Chapter Eight

Even though I had died, I didn't feel like I could move on. Dad was falling apart. At my funeral, I heard him tell Paul that he might never go back to the WWE. Cassie wasn't much better. She was at the funeral and something was really wrong with her. Mark wouldn't let go of her and when the funeral ended, they didn't go back to Dad's house like everyone else did.

There were so many people at the ranch. I knew that a lot of people in the WWE cared about me, but it was weird seeing them all mourn me. Looking around, there was one person I noticed wasn't with the group… Jeff. Wandering around, I found him in the mini Imag-I-Nation.

"You were the only person I'd give a piece of the Imag-I-Nation to, Denise."

I know.

"I hope you liked it as much as you said you did. I had a lot of fun making this for you."

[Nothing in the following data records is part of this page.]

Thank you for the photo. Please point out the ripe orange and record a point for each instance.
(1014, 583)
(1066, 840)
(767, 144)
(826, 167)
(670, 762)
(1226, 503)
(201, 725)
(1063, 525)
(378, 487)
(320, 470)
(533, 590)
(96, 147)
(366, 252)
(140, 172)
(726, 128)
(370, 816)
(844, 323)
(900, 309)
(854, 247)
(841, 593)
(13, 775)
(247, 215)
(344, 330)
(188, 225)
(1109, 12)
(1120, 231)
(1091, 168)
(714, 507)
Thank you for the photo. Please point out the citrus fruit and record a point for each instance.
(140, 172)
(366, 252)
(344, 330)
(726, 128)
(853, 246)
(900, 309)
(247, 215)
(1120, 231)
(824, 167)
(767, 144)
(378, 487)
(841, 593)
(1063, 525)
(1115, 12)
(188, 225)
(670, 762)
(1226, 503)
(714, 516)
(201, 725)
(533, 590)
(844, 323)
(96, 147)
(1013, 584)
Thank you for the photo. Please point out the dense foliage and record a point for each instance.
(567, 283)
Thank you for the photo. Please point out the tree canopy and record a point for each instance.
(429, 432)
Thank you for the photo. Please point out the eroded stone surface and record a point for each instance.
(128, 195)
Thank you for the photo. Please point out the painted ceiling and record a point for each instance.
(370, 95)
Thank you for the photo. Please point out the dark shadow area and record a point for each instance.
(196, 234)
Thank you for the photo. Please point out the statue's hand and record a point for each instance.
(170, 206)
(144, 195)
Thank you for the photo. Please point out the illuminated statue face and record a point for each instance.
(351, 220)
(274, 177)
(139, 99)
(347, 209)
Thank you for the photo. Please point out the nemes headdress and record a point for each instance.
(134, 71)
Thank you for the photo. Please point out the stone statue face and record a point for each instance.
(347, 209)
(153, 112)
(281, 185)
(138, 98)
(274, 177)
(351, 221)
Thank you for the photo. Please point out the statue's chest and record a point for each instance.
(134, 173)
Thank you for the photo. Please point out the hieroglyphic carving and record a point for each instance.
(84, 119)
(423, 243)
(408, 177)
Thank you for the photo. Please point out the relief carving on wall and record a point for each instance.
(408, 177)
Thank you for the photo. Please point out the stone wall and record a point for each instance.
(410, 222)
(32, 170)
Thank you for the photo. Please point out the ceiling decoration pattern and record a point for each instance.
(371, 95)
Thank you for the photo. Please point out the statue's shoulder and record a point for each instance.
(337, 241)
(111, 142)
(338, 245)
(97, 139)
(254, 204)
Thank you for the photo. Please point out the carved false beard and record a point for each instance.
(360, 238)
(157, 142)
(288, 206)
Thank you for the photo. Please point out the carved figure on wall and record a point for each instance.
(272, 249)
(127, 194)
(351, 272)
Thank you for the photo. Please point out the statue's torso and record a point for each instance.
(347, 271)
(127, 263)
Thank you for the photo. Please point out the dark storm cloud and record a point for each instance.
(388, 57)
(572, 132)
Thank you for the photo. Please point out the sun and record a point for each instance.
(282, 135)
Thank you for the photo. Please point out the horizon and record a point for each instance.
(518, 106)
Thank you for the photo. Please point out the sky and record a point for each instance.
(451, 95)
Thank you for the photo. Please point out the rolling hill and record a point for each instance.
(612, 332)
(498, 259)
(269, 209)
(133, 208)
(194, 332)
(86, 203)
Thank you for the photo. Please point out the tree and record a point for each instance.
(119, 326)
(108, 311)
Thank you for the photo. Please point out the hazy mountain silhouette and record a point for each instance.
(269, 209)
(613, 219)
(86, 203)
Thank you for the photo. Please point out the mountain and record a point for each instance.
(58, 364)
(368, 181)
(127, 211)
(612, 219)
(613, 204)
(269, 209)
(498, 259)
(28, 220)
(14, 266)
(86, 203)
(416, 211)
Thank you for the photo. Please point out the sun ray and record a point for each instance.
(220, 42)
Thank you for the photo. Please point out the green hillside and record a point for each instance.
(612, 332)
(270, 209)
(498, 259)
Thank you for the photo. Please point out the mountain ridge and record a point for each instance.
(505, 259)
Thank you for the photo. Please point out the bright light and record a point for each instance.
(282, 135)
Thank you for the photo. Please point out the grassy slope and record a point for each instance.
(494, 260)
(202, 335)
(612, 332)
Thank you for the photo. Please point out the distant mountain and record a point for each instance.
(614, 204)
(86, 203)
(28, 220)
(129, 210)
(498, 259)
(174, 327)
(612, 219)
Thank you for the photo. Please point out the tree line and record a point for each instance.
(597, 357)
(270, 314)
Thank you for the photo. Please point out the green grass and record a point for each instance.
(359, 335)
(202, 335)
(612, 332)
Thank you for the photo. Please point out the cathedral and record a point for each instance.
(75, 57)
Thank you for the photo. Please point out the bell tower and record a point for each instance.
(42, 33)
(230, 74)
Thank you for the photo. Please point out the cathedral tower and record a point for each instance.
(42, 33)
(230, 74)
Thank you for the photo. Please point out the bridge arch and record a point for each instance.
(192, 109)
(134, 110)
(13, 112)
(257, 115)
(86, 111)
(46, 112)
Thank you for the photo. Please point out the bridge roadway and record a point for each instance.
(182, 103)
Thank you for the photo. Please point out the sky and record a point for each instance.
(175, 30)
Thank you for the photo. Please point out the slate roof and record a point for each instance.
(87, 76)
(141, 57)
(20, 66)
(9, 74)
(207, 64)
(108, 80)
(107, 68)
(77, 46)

It meant more to me than you know, Jeff.

"I'll never forget you," he said as he closed the door on my room and I saw he was crying.

I put my hand on his shoulder and he stopped.

"Denise?" he said looking towards me, but not seeing me.

Don't cry, Jeff. I loved all the time we spent and I'll always remember all of it.

Jeff walked away, but I stayed in my room.

Later that night, Dad came into my room and was sitting on my bed crying. I went to him and held him. I hated to see him cry, even now.

Daddy, don't cry over me.

His head snapped up and he looked in my direction.

"Denise?" he asked, looking around the room.

Jeff hadn't heard me, but he felt me. Dad heard me. I started focusing, trying to make him feel me. When he did, he jumped up off of my bed.

"Denise, how are you here?"

I didn't feel like I could leave yet, Dad. You were so upset and I heard you talking about quitting the WWE. You can't do that. You love wrestling.

"I love you more."

Then don't give up what you worked so hard for because of me. You loved wrestling long before I was ever born. You were born to entertain. You are Shawn Michaels, Mr. Wrestlemania, The Show Stopper, The Heartbreak Kid! You can't just walk away from that. Please, Daddy. Don't just walk away from all of that.

"But my heart is gone, Denise."

No it's not. It's broken. Your heart is still beating. It didn't stop with mine, even if you think it did.

"I can't do this without you."

You yelled at me for years about running off and doing crazy shit. It was about me living my life while I had it. That's why you always forgave anything I did. You still have your life. Don't stop living it because I can't live mine now.

"It's too hard."

You have friends, Dad. Paul, Ric, Mark. And I need you to keep an eye on Cassie. She's not okay. I tried to hold on until after she left, but I couldn't, my body just wouldn't let me. She needs to see it's okay to live when you lose someone. Only you can show her that.

"She has her father."

But Mark can't feel the pain she's feeling. She saw me like you did. The only one who understood her. Be there for her since I can't. Please, don't give up everything. I'm gonna be around, watching all you goons. You're not really losing me. It's just gonna be different.

"I miss you so much already, Denise."

I miss you too, Dad.

Six months later:

I was there the night Shawn Michaels made his return to the WWE. D-Generation X was getting back together. Before he went out, I heard Dad praying, hoping that I was happy and okay. I touched his shoulder to let him know I was still with him. He held back tears before he made his way to the ring to meet Paul where they were about to face Matt and Jeff in a tag team match.

Dad was still a long way from okay, but he had years before he crossed to follow me. In the meantime, I would just observe and hope that the people I loved were okay.